Jajan recuerda una anécdota sucedida en Buenos Aires: “Lo encontré una noche. Yo paraba en el hotel du Helder de la calle Rivadavia, detrás del Tortoni. Aguardaba en la puerta haciendo tiempo para cenar, y veo que viene Mastronardi. Yo lo conocía, pero no tenía contacto. Lo saludé: Buenas noches, don Carlos. Él se para y me mira. Entonces le digo quién soy y que vengo de Gualeguay. Le doy el apellido y se ve que recordó algo del vecindario. Le digo: ¿Qué anda haciendo, don Carlos? Y él me contesta: Caminando la noche, y siguió rumbo al Bajo”.

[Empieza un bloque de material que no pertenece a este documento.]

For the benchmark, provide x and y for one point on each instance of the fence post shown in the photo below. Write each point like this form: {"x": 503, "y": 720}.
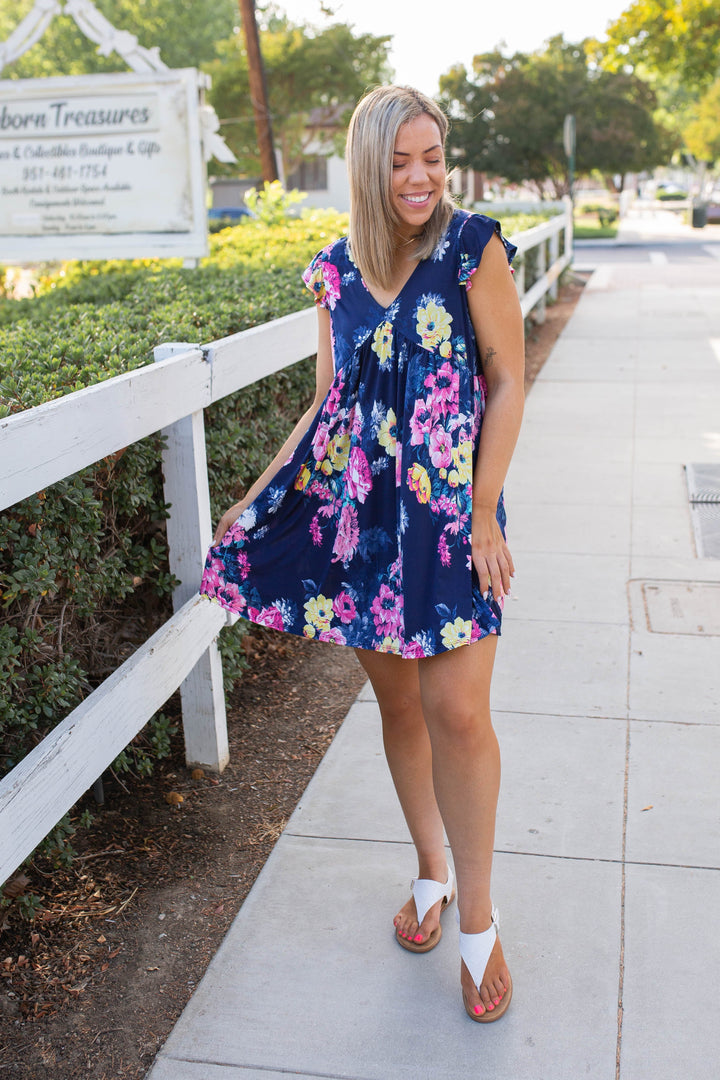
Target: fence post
{"x": 185, "y": 476}
{"x": 541, "y": 268}
{"x": 555, "y": 254}
{"x": 568, "y": 226}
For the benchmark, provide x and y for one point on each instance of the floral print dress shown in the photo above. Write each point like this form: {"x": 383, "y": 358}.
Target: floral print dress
{"x": 363, "y": 536}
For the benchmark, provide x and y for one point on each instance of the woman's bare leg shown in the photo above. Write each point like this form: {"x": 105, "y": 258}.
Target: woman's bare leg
{"x": 454, "y": 689}
{"x": 396, "y": 687}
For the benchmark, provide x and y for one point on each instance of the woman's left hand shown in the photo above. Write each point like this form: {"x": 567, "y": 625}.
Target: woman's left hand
{"x": 491, "y": 555}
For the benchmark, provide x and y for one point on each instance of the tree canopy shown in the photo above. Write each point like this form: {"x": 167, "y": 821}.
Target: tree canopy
{"x": 185, "y": 30}
{"x": 677, "y": 38}
{"x": 507, "y": 120}
{"x": 314, "y": 80}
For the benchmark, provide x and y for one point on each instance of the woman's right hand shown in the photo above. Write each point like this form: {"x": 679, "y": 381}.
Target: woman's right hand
{"x": 229, "y": 520}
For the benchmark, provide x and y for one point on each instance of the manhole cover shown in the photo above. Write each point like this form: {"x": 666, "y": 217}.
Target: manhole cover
{"x": 704, "y": 495}
{"x": 682, "y": 607}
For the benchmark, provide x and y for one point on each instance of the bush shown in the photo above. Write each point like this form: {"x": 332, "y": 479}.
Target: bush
{"x": 84, "y": 577}
{"x": 83, "y": 566}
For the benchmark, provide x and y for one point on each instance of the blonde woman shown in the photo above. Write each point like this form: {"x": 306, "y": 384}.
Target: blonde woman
{"x": 380, "y": 523}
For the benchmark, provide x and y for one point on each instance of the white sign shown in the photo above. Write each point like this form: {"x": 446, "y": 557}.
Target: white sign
{"x": 102, "y": 166}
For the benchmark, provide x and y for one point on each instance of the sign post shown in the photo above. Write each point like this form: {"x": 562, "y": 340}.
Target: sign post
{"x": 104, "y": 165}
{"x": 569, "y": 144}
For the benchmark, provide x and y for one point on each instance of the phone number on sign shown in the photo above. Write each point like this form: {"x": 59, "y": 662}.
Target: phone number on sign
{"x": 91, "y": 172}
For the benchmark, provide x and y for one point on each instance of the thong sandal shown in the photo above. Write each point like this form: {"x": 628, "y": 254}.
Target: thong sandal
{"x": 475, "y": 950}
{"x": 426, "y": 892}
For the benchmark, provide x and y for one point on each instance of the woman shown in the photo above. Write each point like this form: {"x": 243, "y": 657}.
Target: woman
{"x": 380, "y": 523}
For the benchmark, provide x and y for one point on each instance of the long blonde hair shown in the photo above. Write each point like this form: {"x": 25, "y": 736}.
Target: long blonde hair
{"x": 374, "y": 223}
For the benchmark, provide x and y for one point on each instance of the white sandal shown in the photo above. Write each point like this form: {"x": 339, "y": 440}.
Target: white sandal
{"x": 426, "y": 892}
{"x": 475, "y": 952}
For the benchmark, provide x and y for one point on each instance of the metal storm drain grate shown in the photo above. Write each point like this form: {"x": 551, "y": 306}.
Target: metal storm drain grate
{"x": 704, "y": 495}
{"x": 682, "y": 607}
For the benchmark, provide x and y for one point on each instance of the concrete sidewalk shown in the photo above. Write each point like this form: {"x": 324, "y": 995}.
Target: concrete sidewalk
{"x": 607, "y": 704}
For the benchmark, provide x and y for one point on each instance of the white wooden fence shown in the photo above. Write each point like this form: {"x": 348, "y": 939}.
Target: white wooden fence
{"x": 53, "y": 441}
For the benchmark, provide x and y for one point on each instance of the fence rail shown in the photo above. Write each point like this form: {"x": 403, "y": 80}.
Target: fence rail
{"x": 53, "y": 441}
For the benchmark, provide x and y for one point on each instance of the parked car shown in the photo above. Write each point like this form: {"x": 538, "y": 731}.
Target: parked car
{"x": 220, "y": 217}
{"x": 714, "y": 208}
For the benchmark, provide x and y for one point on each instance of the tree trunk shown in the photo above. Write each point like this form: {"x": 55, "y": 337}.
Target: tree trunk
{"x": 258, "y": 90}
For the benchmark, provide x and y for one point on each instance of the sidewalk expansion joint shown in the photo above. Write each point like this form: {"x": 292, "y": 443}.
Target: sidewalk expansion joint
{"x": 249, "y": 1067}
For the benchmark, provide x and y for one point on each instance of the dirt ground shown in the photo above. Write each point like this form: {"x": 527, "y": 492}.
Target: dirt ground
{"x": 92, "y": 987}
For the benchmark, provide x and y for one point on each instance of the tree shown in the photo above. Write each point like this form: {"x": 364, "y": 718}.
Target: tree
{"x": 314, "y": 80}
{"x": 703, "y": 130}
{"x": 525, "y": 98}
{"x": 676, "y": 38}
{"x": 186, "y": 31}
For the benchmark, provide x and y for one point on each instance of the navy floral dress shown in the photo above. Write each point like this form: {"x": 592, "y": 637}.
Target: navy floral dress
{"x": 363, "y": 536}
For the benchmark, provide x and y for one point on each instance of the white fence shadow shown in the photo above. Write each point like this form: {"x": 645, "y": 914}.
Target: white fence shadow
{"x": 48, "y": 443}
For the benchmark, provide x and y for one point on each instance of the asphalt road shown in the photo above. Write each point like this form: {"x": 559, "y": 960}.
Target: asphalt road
{"x": 657, "y": 240}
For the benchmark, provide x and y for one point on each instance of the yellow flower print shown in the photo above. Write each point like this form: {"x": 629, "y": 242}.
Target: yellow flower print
{"x": 302, "y": 478}
{"x": 390, "y": 645}
{"x": 318, "y": 612}
{"x": 382, "y": 342}
{"x": 433, "y": 324}
{"x": 338, "y": 450}
{"x": 419, "y": 482}
{"x": 388, "y": 433}
{"x": 457, "y": 633}
{"x": 462, "y": 459}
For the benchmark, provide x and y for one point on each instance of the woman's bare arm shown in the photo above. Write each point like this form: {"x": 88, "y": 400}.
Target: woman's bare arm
{"x": 497, "y": 320}
{"x": 324, "y": 375}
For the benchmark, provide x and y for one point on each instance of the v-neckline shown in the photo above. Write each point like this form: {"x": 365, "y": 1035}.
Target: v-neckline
{"x": 386, "y": 307}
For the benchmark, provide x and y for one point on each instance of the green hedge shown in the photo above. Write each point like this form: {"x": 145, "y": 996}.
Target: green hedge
{"x": 83, "y": 566}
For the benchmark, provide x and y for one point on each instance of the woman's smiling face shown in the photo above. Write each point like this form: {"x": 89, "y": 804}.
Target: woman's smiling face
{"x": 418, "y": 173}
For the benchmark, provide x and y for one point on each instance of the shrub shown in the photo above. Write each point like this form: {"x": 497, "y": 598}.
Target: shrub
{"x": 83, "y": 566}
{"x": 84, "y": 577}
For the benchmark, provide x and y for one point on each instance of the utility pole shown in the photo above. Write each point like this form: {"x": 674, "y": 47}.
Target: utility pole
{"x": 258, "y": 90}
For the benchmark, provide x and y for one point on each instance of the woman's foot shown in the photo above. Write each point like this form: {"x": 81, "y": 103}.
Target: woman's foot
{"x": 496, "y": 985}
{"x": 407, "y": 927}
{"x": 417, "y": 925}
{"x": 487, "y": 986}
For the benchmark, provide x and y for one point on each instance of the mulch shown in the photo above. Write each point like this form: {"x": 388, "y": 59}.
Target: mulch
{"x": 93, "y": 985}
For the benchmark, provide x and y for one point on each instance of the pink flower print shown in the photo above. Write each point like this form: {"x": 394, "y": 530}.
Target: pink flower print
{"x": 358, "y": 476}
{"x": 321, "y": 441}
{"x": 445, "y": 386}
{"x": 386, "y": 609}
{"x": 333, "y": 401}
{"x": 347, "y": 537}
{"x": 421, "y": 421}
{"x": 234, "y": 535}
{"x": 315, "y": 531}
{"x": 211, "y": 582}
{"x": 356, "y": 419}
{"x": 331, "y": 277}
{"x": 233, "y": 597}
{"x": 270, "y": 617}
{"x": 344, "y": 608}
{"x": 440, "y": 447}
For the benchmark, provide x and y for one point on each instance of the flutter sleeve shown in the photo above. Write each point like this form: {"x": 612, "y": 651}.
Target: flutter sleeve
{"x": 323, "y": 279}
{"x": 473, "y": 240}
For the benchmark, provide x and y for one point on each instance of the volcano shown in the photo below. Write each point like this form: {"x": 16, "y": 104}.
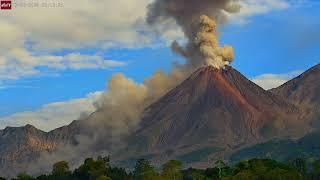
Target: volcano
{"x": 213, "y": 107}
{"x": 303, "y": 91}
{"x": 212, "y": 111}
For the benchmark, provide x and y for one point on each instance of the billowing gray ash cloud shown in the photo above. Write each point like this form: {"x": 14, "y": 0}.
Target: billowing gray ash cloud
{"x": 198, "y": 20}
{"x": 120, "y": 108}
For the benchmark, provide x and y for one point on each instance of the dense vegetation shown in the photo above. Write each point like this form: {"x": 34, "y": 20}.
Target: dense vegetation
{"x": 255, "y": 169}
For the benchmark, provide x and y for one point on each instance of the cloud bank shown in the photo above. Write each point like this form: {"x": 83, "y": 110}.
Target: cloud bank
{"x": 269, "y": 81}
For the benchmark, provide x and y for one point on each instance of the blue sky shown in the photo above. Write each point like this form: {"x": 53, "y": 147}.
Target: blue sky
{"x": 281, "y": 42}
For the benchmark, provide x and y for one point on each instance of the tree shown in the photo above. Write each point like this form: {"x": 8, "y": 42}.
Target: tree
{"x": 299, "y": 164}
{"x": 172, "y": 170}
{"x": 315, "y": 173}
{"x": 24, "y": 176}
{"x": 103, "y": 178}
{"x": 92, "y": 169}
{"x": 61, "y": 169}
{"x": 144, "y": 171}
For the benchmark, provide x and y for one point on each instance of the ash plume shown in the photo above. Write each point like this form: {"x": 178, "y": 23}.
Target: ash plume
{"x": 120, "y": 108}
{"x": 198, "y": 20}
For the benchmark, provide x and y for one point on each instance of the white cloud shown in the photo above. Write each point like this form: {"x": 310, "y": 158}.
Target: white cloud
{"x": 53, "y": 115}
{"x": 32, "y": 34}
{"x": 256, "y": 7}
{"x": 269, "y": 81}
{"x": 19, "y": 63}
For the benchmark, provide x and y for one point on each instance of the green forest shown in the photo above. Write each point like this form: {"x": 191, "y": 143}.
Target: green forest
{"x": 253, "y": 169}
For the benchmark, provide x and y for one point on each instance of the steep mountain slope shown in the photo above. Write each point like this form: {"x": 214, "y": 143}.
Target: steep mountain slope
{"x": 219, "y": 108}
{"x": 22, "y": 145}
{"x": 212, "y": 111}
{"x": 304, "y": 91}
{"x": 282, "y": 149}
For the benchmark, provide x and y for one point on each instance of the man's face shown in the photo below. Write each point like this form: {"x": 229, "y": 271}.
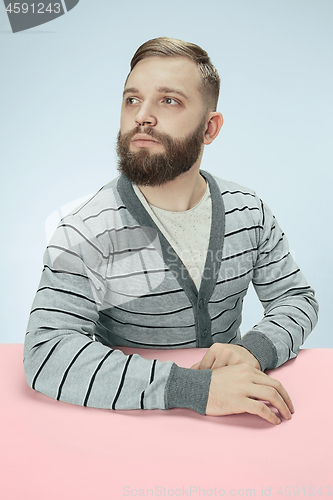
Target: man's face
{"x": 162, "y": 120}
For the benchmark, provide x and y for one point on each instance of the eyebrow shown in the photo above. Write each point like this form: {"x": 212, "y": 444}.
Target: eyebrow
{"x": 160, "y": 90}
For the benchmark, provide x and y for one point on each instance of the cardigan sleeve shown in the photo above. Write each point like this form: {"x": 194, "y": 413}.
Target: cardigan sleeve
{"x": 290, "y": 307}
{"x": 63, "y": 359}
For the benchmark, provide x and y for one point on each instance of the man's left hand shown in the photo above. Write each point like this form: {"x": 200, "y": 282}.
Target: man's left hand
{"x": 219, "y": 355}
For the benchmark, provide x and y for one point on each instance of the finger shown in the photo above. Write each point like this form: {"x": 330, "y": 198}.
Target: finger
{"x": 272, "y": 382}
{"x": 272, "y": 396}
{"x": 262, "y": 410}
{"x": 207, "y": 361}
{"x": 195, "y": 366}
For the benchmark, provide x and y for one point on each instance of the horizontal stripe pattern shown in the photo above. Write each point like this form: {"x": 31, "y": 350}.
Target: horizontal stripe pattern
{"x": 105, "y": 284}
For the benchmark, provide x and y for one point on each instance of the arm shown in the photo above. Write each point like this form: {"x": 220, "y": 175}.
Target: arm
{"x": 63, "y": 360}
{"x": 291, "y": 310}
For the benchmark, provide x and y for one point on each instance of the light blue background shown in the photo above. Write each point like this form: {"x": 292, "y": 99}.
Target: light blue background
{"x": 61, "y": 86}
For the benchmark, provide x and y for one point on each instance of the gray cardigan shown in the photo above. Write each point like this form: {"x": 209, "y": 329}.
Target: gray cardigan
{"x": 110, "y": 278}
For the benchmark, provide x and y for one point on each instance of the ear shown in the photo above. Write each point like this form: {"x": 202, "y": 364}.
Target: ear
{"x": 214, "y": 124}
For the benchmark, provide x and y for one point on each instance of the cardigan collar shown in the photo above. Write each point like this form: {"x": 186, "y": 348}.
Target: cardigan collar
{"x": 171, "y": 258}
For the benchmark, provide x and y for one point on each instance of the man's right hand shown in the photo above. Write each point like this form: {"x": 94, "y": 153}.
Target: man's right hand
{"x": 242, "y": 388}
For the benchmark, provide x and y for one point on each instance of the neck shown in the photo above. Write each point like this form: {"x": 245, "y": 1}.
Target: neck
{"x": 179, "y": 195}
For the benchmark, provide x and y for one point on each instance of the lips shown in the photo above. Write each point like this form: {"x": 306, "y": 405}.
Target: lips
{"x": 144, "y": 140}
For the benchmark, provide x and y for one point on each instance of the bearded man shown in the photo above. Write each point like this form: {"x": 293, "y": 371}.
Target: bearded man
{"x": 162, "y": 257}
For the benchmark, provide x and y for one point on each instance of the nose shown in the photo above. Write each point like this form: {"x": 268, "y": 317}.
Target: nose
{"x": 146, "y": 115}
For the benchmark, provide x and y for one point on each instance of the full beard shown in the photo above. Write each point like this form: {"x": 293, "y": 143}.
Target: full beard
{"x": 154, "y": 169}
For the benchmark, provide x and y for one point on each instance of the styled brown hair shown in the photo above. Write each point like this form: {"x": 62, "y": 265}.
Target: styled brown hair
{"x": 171, "y": 47}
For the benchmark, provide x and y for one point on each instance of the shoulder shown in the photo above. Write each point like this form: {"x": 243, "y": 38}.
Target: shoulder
{"x": 235, "y": 195}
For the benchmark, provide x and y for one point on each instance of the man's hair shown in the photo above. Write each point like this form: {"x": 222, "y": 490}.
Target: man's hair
{"x": 171, "y": 47}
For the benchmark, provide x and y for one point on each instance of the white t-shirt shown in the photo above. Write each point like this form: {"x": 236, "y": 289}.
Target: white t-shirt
{"x": 187, "y": 232}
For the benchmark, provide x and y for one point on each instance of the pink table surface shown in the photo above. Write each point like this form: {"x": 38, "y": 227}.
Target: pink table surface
{"x": 54, "y": 450}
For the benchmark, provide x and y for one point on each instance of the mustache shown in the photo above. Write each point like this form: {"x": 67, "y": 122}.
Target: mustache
{"x": 159, "y": 136}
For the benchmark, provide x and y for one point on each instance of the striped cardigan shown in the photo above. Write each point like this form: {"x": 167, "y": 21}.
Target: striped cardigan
{"x": 111, "y": 279}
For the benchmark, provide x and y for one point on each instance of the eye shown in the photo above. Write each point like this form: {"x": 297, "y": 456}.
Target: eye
{"x": 132, "y": 100}
{"x": 171, "y": 101}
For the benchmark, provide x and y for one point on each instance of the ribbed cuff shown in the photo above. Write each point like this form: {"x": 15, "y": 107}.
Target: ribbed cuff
{"x": 262, "y": 348}
{"x": 188, "y": 388}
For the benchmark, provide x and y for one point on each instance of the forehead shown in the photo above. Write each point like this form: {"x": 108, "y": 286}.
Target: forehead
{"x": 180, "y": 73}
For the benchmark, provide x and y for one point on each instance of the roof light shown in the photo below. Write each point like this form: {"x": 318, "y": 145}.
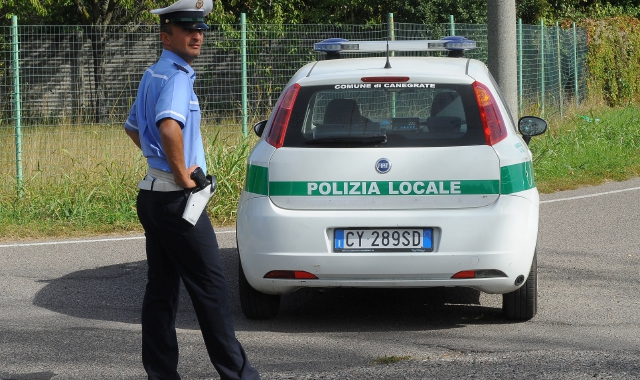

Aron Jajan guarda un último recuerdo en la galera. Esta vez habla de Borges y Mastronardi: “Cuando se descubrió el busto a Mastronardi en el cementerio, vino Borges. Dio una conferencia y contó muchas cosas de sus caminatas por Corrientes, desde el Bajo hasta la Chacarita. Mientras hablaba decía: ¿Te acordás, Carlos?, y contaba el siguiente recuerdo. Contó muchos. Mientras hablaba miraba hacia el busto. Cuando ya terminaba, dijo: Nunca le pregunté si era casado, si estaba separado o si era soltero”.
Aron Jajan dice que pensó: Claro, no tuvieron tiempo.